Hamburger Geheimnisse Hier geht es um den Spott Georg Hulbes, der im wahrsten Sinne des Wortes in Stein gemeißelt ist – bis heute

Was hat der Esel da zu suchen? Wieso reitet auf seinem Rücken ein Mönch? Und weshalb wird das Tier von einem Narren geführt? So einige Fragen tun sich auf, wenn man das Relief am rechten Eck des Hulbehauses an der Mönckebergstraße betrachtet. Zumal man im Hintergrund dann auch noch den Hamburger Wasserträger Hummel entdeckt. Der Mönch ist auf Rache aus. Oder besser gesagt: der Auftraggeber des Hauses, der ihn anbringen ließ. „Mit der Ausgestaltung des Ornaments rächte sich Hausbesitzer Georg Hulbe an Dr. Rudolf Mönckeberg, mit dem er einen Rechtsstreit ausgefochten hatte“, sagt Historikerin Sybille Baumbach.

Der Reihe nach: Das Hulbehaus an der Mönckebergstraße wurde 1911 im Auftrag des aus Kiel stammenden Georg Hulbe (1851–1917) errichtet. „Hulbe war einer der führenden Kunsthandwerker seiner Zeit. 1880 kam er nach Hamburg und betrieb eine Werkstatt in St.Georg sowie einen Verkaufsraum in der Innenstadt“, erzählt Sybille Baumbach. Anfang des 20.Jahrhunderts habe der geschäftstüchtige Mann ein Kunstgewerbehaus eröffnet, dessen Raumangebot er 1911 mit dem Bau des Hauses in der Mönckebergstraße erweiterte.

Auch das Haus, das er bauen ließ, ist gewissermaßen ein Kunstwerk. „Hulbe wollte damit ein architektonisches Zeichen setzen, das sich gegen die großen Kontorhäuser, die beim Bau der Mönckebergstraße entstanden waren, künstlerisch absetzen sollte“, erklärt die Historikerin. Das im Verhältnis zu den Nachbarbauten geradezu verspielte Haus hat eine reichhaltige Ornamentik und einen Rundturm. Übrigens lohnt auch ein Blick nach oben: Auf dem Dach findet sich eine als Kogge gestaltete Wetterfahne, in der sich einst Dokumente befanden. „Darunter auch ein Brief Hulbes, in dem er seiner Sorge um die Zukunft der Kunst Ausdruck verlieh, in deren Gestaltung sich immer mehr Theoretiker einmischten“, erzählt Baumbach. „Nach einer Sanierung 1978 wurden die Dokumente dem Museum für Kunst und Gewerbe gegeben.“

Und was hat das nun alles mit dem Mönch und dem Esel zu tun? „Der Mönch soll Rudolf Mönckeberg darstellen, das war der Bruder des 1908 verstorbenen Bürgermeisters Johann Georg Mönckeberg, nach dem die Straße benannt ist“, sagt Baumbach. „Ein Mönch ist Teil des Familienwappens der Mönckebergs.“

Der damalige Staatsrat in der Finanzbehörde, Leo Lippmann, schreibt über Hulbes Streit mit Mönckeberg: „Er (Mönckeberg) war einer der schärfsten Gegner der Sozialdemokraten. (...) Dr.

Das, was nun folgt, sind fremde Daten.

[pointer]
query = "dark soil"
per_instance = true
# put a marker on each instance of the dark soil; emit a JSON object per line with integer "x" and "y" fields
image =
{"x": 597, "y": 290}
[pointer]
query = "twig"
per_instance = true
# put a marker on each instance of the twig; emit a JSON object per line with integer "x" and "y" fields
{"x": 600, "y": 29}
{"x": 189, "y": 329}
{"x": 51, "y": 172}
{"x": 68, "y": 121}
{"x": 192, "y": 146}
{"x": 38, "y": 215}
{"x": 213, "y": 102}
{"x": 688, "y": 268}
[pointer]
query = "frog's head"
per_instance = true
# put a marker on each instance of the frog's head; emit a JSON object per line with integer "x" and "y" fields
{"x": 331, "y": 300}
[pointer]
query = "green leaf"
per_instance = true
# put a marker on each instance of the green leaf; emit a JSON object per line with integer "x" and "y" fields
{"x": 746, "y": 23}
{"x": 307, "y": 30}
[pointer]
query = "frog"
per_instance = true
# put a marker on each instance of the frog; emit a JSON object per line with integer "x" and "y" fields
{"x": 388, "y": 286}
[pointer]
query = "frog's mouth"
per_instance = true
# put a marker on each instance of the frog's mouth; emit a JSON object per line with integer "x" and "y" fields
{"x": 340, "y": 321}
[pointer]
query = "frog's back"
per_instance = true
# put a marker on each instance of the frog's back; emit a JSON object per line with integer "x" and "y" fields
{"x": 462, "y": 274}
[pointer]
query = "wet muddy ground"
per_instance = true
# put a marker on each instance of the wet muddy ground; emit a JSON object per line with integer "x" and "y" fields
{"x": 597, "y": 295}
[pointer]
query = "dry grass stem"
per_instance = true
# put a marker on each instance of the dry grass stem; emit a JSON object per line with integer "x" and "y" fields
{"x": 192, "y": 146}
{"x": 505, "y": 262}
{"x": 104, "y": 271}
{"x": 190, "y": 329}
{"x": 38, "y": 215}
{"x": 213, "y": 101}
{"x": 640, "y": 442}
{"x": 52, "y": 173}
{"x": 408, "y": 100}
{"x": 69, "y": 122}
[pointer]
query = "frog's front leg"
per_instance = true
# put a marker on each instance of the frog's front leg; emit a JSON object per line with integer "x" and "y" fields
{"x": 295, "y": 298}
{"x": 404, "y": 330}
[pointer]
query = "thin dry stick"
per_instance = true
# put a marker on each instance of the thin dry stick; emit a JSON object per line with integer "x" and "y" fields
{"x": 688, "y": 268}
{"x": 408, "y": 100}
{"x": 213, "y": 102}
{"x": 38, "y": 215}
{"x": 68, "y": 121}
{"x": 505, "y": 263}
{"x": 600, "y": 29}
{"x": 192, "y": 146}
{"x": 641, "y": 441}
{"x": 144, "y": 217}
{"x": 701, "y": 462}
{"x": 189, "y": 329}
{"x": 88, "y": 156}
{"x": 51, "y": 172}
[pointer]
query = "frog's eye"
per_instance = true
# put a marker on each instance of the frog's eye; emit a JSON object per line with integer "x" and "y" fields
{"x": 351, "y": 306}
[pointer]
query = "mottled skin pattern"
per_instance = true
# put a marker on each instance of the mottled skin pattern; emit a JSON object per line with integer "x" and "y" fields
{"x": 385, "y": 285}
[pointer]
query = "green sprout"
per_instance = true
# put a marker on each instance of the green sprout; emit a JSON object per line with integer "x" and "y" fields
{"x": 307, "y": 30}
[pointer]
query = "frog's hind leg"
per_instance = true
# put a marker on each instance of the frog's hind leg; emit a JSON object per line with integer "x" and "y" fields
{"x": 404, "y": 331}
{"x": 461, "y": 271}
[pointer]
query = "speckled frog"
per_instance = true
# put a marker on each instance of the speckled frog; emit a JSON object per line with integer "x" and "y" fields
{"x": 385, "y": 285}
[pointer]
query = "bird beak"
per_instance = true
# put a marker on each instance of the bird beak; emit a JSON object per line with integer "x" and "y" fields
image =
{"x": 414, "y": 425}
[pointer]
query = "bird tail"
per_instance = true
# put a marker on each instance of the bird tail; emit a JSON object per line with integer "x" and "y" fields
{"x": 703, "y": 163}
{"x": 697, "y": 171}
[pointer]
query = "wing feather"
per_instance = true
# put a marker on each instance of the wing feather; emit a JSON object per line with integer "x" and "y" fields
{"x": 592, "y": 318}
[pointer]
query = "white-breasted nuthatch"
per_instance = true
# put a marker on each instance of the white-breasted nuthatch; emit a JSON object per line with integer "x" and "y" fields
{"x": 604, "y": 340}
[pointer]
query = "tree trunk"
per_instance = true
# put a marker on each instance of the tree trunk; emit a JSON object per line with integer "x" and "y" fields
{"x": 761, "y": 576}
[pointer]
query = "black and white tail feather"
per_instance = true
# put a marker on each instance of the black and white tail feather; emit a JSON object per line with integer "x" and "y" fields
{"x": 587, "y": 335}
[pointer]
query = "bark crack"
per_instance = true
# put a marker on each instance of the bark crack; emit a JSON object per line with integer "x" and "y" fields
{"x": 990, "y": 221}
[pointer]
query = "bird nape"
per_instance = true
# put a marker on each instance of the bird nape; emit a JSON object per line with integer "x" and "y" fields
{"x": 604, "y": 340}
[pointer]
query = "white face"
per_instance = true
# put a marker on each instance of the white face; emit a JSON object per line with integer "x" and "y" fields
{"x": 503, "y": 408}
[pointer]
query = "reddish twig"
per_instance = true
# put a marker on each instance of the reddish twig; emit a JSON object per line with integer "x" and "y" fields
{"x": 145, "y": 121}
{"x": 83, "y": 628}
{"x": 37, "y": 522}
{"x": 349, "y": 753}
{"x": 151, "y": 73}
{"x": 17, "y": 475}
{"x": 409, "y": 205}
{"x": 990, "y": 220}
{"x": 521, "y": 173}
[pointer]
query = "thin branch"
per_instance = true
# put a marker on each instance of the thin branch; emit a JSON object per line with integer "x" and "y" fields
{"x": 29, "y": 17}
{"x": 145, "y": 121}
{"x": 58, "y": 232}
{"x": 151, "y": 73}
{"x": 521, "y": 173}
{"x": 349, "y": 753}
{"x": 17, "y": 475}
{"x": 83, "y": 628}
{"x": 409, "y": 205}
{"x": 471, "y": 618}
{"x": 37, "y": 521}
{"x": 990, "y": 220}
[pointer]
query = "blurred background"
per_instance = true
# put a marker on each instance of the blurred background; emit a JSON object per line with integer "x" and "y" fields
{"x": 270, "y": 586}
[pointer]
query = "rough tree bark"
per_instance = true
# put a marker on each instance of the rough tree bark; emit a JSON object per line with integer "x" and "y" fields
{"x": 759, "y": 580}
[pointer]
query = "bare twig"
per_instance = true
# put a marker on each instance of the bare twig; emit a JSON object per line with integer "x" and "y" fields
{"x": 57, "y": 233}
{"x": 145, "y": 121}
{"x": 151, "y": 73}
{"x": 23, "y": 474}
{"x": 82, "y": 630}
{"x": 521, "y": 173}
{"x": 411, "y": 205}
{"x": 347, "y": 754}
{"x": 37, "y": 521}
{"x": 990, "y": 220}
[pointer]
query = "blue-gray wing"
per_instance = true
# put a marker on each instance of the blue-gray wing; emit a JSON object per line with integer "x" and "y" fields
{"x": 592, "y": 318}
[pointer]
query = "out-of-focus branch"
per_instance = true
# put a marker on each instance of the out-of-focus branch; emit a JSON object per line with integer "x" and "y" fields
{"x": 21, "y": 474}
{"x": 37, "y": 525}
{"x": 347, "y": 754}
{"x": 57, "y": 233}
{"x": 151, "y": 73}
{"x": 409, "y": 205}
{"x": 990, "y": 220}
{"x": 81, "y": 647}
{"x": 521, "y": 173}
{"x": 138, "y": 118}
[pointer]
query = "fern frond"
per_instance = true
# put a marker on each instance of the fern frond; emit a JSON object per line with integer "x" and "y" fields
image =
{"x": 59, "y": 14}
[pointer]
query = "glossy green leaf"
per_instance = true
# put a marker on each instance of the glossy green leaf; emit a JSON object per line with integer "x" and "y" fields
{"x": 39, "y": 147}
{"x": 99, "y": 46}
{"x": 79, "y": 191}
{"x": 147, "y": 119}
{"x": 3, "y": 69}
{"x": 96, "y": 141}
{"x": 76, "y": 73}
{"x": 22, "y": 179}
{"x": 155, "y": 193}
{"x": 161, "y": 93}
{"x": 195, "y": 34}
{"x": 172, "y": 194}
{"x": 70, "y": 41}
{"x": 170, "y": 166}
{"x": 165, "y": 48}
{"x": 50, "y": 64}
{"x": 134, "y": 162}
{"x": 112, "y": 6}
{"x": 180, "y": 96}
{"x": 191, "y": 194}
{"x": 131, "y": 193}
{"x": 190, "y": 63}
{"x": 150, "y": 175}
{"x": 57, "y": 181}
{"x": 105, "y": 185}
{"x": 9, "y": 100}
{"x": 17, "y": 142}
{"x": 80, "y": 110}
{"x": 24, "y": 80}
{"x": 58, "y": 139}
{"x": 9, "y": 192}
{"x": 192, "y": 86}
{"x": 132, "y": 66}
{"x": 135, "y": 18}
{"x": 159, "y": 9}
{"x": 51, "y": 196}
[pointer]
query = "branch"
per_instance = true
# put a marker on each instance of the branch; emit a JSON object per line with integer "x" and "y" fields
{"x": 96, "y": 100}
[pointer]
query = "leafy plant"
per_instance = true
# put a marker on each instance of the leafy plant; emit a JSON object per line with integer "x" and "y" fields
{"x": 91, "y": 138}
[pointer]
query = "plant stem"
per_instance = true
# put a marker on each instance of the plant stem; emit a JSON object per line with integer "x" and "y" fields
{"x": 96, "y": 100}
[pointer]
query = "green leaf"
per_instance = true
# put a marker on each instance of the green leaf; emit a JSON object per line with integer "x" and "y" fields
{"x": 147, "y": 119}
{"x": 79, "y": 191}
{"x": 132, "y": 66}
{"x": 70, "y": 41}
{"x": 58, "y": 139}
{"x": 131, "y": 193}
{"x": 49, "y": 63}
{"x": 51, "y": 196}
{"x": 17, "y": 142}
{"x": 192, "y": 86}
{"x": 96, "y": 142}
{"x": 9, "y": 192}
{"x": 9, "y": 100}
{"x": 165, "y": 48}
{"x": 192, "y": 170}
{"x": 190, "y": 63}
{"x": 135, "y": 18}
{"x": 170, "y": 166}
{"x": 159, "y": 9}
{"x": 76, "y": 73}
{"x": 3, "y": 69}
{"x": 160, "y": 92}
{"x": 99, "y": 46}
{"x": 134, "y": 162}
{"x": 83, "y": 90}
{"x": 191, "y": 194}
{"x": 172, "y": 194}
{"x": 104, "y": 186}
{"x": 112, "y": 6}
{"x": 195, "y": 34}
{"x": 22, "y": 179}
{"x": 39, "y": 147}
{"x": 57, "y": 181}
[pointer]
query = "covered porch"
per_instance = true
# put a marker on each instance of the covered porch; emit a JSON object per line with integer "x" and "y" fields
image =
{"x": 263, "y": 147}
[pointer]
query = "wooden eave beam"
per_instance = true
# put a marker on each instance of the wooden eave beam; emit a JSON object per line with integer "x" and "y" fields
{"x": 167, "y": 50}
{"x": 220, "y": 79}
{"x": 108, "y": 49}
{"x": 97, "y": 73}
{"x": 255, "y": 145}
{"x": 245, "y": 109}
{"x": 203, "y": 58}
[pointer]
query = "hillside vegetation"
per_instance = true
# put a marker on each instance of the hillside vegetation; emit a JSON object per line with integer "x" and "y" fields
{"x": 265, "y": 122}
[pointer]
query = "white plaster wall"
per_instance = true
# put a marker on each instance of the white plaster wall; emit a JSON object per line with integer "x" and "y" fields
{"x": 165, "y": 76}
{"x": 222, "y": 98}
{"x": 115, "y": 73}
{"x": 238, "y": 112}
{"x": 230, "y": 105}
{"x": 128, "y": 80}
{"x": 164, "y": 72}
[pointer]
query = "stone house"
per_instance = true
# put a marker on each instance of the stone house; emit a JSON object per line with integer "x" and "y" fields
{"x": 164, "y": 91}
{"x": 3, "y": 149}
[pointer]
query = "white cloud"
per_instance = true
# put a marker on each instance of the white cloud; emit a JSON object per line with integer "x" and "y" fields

Mönckeberg hatte Anstoß daran genommen, daß in dem Schaufenster des Hulbe’schen Geschäftes (damals: am Alten Jungfernstieg) Zeichnungen des Malers Reznicek für den Münchner ,Simplicissimus‘ ausgestellt waren, die wenig bekleidete Frauen darstellten. Auf Grund der gerichtlichen Aussage Mönckebergs wurde Hulbe wegen Erregung öffentlichen Ärgernisses zu einer kleinen Geldstrafe verurteilt. Hulbe rächte sich dadurch, daß er an seinem neuen Geschäftshaus in der Mönckebergstraße ein Relief anbringen ließ: einen Mönch, der auf einem Esel einen Berg hinaufreitet.“ Das Relief in der Mönckebergstraße ist also Ausdruck purer Rachsucht. Aber schön ist es trotzdem.